On an early October evening, Debbie and George and Kevin and Beth met at the home of Debbie’s father on their way to the East Peoria High School football game, where a memorial to the boys would be held. Since their sons’ deaths, a parade of condolences had rolled in. The couples had nodded, shaken hands, wept, and wondered: Why is it so difficult to hear the words “I’m so sorry for your loss"? As they talked with each other, the parents got their answer. In their suddenly changed universe, they were the only people who could really understand the terrible anguish of losing a son to war.
That evening they talked about Kris and Junior. They told stories. Discussed funeral arrangements. They even managed to laugh. And they looked into each other’s eyes. All four were people of faith. And in that moment of deepest tragedy, bound by feelings beyond words, beyond condolences, they could truly say that they felt blessed not to be alone.
They also turned to their churches. As he had at the service commemorating Junior’s confirmation, the pastor again read from John 3:16. “For God so loved the world that he gave his only begotten Son, that whosoever believe in him shall not perish but shall have life everlasting.”
Later, in the October twilight, the Obourns and the Walkers settled into the football field bleachers and awaited the national anthem. Before the first note, the principal called for a moment of silence. “That stadium was so quiet,” says Paul Whittington, principal of East Peoria High School. “No one, not even little kids, made a sound.”

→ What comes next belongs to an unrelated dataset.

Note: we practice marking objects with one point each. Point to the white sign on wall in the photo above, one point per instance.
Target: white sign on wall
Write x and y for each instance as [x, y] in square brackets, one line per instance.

Members of the marching band solemnly approached the two sets of parents and presented each with a white hat of the marching band wrapped by a sash in burgundy, the school colors. In the silence, Keith Wilfinger, the friend and bandmate, then stepped forward. Under darkening skies, Wilfinger lifted the trumpet to his lips. The people in the stands rose. Some put their hands on their hearts. The marching band stood at attention on the same field where Junior and Kris had once high-stepped, Junior on trumpet, Kris on trombone.
Wilfinger closed his eyes. And as family and friends watched and wept, the sound of “Taps” soared into the dark night.